Like all California cities, San Francisco must comply with state mandates and has in response promised to create “more space for families, workers and the next generation of San Franciscans.” The city’s Housing Element Update is its guidebook for accommodating housing needs through 2031. To get there will require “rezoning to accommodate 36,200 additional units above current zoning to meet state requirements.”
Reaching that lofty goal, officials say, will require change in neighborhoods that have been “historically limited” to multifamily housing construction. It will also require households in those districts to adopt an entirely new mindset.
The neighborhoods that fall under this definition have “benefitted from redlining,” says the plan, and their residents have enjoyed life in a bubble created by “racially restrictive covenants and rules, and primarily single-family zoning,” both of “which are less affordable to non-white households.” Only 10% of “all new affordable and mixed-income housing construction” has been built in these neighborhoods since 2005, Axios reports, even though they make up “more than half of the city.”
Since the city has limited buildable land, much of any new housing will have to go up – straight up. In some rezoned corridors, the building heights will be six to eight stories. Taller structures will be “considered in specific locations” with “a limited number of select parcels” towering 12 stories and higher.
Some proposed height increases from an earlier version have already been lowered, some removed altogether, others increased. It will be interesting see how reaching upward conflicts and/or squares with the city’s “sunlight ordinance,” which mandates that new structures higher than 40 feet “that would cast additional shadows” on parks can be approved only if “the shadow is determined to be insignificant or not adverse to the use of the park.”
It would be no stretch to say San Francisco has developed a fear of heights.
The plan’s reach for the clouds – and San Franciscans’ aversion to even mid-rise construction – reminds me of Bob Tillman, the man who wanted to build an eight-story, 75-unit apartment complex on his own San Francisco property. Hardly a skyscraping Glass Tower, locals lined up against it was too near a public school and would violate (presumably) students’ privacy, was not conceived as a 100%-affordable project and required the demolition of a “historic” Mission District laundromat.
Asking why anyone would want to preserve a laundromat is not the right question. (The pre-textual answer is that it was often a meeting place for activists and therefore is historically relevant.) But knowing that anti-development forces will do and say most anything to stop construction anywhere near anyone provides a clear understanding of the opposition’s thinking.
Historic or not, the laundromat was eventually demolished and the property approved for an eight-story mixed-use infill. To get there, Tillman, who sold the property in 2019, had spent more than $1 million dollars in legal fees and several years of his life simply trying to exercise his property rights. It’s hard to think of a better example of how hard it is to build new housing in San Francisco.
Back to the ambitious city plan. Much of the development in the “Housing Opportunity Areas” will be exempt from previous density limits. Densities of future housing will be dictated by “requirements of the planning code that limit a building’s envelope, such as height, lot coverage and bulk.”

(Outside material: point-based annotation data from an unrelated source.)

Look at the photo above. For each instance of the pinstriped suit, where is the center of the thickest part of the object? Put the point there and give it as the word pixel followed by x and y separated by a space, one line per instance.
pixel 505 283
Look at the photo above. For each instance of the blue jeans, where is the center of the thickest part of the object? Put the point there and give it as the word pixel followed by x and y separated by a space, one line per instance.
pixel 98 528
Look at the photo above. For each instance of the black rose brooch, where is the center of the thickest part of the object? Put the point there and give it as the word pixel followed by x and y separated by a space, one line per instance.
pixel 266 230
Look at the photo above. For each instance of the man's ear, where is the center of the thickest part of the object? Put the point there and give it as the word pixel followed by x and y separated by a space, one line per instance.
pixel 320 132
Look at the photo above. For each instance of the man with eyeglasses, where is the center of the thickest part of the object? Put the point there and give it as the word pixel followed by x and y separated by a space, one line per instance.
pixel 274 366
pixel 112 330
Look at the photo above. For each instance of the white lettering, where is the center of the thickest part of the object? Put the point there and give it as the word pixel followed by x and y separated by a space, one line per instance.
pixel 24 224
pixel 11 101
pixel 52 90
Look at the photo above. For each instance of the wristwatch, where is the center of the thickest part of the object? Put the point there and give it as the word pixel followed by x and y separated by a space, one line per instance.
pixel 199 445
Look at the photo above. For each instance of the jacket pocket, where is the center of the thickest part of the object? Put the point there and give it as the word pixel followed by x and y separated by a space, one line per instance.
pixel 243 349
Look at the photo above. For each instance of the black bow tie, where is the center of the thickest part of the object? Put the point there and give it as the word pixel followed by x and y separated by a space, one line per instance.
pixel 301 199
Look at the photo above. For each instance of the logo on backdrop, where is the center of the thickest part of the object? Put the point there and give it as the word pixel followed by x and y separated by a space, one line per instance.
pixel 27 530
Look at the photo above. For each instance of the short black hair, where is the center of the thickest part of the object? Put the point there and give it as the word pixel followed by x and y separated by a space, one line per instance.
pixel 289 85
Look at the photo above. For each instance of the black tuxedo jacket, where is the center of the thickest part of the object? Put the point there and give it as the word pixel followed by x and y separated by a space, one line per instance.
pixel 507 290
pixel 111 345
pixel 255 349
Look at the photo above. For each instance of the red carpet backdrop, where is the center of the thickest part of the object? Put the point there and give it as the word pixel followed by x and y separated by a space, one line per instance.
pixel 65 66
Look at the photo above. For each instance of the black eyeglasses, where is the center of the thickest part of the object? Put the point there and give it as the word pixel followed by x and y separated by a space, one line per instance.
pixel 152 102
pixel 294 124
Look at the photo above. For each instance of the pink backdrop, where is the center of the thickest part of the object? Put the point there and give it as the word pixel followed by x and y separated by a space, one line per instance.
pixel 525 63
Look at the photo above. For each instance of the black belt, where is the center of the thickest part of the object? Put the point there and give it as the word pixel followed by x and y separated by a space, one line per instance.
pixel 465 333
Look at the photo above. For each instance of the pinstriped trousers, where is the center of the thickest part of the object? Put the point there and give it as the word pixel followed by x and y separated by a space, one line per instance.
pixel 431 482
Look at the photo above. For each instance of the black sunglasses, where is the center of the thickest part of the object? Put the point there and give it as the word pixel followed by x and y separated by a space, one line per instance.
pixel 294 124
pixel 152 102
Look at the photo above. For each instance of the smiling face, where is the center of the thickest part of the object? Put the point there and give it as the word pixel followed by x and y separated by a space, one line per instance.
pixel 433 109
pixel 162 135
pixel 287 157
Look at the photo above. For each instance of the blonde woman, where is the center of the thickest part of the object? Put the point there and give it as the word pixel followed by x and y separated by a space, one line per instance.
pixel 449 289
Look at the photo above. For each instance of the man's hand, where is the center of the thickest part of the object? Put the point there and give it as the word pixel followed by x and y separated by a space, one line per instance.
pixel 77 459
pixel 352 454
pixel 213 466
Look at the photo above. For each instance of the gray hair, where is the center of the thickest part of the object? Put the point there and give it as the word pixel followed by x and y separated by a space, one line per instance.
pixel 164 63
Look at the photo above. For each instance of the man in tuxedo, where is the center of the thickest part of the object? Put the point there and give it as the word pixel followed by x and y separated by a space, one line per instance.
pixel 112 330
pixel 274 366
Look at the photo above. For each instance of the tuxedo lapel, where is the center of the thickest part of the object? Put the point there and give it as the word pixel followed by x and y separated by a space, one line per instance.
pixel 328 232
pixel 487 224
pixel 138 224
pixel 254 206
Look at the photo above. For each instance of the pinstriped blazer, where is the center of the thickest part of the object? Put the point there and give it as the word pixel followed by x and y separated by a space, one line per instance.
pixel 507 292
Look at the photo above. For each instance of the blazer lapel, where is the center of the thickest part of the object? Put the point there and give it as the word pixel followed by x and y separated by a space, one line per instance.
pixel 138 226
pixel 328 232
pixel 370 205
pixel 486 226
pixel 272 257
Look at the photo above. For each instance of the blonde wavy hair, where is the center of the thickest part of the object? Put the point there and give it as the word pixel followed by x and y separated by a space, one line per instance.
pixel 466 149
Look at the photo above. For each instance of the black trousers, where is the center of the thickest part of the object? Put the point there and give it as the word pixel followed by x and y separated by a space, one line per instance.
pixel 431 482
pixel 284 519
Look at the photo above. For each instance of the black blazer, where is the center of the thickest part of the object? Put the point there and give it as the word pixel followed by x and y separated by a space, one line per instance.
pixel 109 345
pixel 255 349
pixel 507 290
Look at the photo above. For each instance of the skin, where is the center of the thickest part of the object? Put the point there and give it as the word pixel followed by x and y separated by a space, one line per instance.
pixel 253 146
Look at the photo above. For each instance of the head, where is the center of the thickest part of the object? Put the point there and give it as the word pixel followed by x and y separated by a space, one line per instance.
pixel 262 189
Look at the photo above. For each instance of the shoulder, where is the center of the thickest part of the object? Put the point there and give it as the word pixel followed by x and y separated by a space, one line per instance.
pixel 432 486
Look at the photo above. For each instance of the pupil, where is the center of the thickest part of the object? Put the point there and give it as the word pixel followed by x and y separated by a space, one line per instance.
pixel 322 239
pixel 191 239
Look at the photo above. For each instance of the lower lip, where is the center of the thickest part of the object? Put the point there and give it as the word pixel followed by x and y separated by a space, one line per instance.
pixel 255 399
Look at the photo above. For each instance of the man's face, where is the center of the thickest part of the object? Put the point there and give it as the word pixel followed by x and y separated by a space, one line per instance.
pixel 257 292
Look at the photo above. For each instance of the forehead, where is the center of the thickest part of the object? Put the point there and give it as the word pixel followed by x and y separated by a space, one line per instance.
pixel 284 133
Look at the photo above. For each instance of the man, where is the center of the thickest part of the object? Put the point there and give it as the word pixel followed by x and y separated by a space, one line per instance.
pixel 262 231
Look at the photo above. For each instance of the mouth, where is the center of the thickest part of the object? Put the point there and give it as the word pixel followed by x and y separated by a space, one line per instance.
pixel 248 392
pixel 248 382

This could produce radical change, at least relative to most San Franciscans’ resistance to any proposed departure from the status quo in housing matters. It’s more than enough to trigger NIMBYs (Not In My Back Yarders) to lay down in front of the bulldozers.
The planning document goes on for more than 30 pages, and it doesn’t take long for it to wander off into the progressives’ chestnut grove. By page 4, it’s sputtering about “expanding housing affordability and diversity”; “creating a more predictable and fair process to approve and build housing”; and “encouraging pedestrian-friendly and transit-oriented development and improving environmental performance through urban infill development.”

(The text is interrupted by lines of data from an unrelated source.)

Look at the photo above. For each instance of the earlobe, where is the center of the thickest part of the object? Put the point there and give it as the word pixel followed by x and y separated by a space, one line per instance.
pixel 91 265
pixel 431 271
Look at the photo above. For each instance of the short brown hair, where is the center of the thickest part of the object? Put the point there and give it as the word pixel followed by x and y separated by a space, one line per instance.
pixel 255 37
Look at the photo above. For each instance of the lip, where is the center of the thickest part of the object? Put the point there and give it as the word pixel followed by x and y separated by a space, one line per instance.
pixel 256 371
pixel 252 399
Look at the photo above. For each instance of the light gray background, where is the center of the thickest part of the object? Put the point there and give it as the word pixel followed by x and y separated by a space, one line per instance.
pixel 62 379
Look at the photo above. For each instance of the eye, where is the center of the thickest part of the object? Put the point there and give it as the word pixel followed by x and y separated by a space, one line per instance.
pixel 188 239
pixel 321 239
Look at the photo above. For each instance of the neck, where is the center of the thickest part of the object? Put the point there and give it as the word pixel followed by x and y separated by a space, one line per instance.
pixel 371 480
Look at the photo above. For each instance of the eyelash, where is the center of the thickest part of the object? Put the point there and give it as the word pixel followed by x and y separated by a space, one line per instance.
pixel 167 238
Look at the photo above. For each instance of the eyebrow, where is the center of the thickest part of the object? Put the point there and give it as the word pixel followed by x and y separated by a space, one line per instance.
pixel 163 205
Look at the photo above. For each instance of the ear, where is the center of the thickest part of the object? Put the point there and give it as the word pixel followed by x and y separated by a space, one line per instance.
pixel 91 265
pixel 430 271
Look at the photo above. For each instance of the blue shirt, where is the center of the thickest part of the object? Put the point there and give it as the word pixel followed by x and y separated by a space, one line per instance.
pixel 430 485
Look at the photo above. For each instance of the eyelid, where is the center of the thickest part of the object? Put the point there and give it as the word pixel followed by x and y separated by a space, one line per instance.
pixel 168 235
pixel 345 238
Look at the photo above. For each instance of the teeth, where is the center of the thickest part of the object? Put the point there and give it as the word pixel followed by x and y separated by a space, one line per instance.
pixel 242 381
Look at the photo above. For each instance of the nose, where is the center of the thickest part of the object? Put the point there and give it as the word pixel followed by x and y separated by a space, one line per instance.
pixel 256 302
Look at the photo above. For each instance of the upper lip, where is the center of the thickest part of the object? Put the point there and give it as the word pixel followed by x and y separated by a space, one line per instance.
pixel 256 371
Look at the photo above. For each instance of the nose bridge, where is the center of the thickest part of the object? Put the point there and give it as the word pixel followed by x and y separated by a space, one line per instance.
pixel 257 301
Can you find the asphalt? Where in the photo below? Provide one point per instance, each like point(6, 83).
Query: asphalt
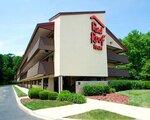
point(9, 109)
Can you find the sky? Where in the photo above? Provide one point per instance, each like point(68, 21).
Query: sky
point(18, 18)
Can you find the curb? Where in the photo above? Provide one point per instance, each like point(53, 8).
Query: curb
point(23, 108)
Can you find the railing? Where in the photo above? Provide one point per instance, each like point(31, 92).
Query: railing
point(113, 57)
point(44, 68)
point(114, 72)
point(41, 44)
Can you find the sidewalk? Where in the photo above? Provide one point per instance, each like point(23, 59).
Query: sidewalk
point(25, 90)
point(64, 111)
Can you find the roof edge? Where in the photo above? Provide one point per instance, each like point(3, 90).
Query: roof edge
point(74, 13)
point(116, 39)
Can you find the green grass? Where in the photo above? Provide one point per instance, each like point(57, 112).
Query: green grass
point(99, 115)
point(138, 97)
point(35, 104)
point(19, 92)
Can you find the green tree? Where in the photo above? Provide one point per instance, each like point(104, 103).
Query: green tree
point(145, 73)
point(138, 45)
point(1, 66)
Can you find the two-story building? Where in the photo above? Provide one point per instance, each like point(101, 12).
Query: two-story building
point(73, 48)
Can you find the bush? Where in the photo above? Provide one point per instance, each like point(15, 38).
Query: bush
point(112, 90)
point(146, 84)
point(34, 92)
point(52, 95)
point(121, 85)
point(98, 89)
point(43, 95)
point(64, 95)
point(77, 98)
point(71, 97)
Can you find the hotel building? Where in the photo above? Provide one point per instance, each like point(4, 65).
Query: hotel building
point(72, 49)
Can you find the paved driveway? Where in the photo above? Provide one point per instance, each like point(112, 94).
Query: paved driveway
point(9, 109)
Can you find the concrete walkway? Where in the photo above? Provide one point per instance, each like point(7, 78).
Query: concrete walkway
point(9, 109)
point(64, 111)
point(25, 90)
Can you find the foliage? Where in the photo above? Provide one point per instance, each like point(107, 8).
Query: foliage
point(34, 92)
point(121, 85)
point(43, 95)
point(112, 90)
point(71, 97)
point(52, 95)
point(64, 95)
point(77, 98)
point(138, 97)
point(145, 73)
point(97, 89)
point(138, 45)
point(9, 64)
point(99, 115)
point(19, 92)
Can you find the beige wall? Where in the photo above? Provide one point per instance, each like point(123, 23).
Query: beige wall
point(74, 54)
point(33, 70)
point(81, 84)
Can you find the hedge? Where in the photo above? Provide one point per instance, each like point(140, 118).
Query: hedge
point(121, 85)
point(97, 89)
point(34, 92)
point(71, 97)
point(52, 95)
point(43, 95)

It’s been obvious over the years that these goals don’t mix well with efforts to increase the housing stock anywhere in this country. They tend to be obstacles rather than gateways. It seems almost impossible that planners haven’t been able to learn this.

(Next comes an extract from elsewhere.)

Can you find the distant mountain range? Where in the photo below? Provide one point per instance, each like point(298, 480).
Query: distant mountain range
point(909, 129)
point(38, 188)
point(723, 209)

Overall, the proposal is too heavy on planning and too light on allowing the market – the organic voluntary exchange between free agents that’s too messy for some because it can produce outcomes that offend their tastes and their selfish objectives – to dictate how San Francisco meets its housing needs. But it does show a willingness to address a serious problem in way that’s been missing.
It’s also encouraging to see the mayor admit that San Francisco has been a city where plans to boost the housing inventory go to die and apparently aims to do something about it. It might cost him at the ballot box come reelection time, but then it might help the city break out of the can’t-build-won’t-build rut it’s long been stuck in.
Kerry Jackson is the William Clement Fellow in California Reform at the Pacific Research Institute.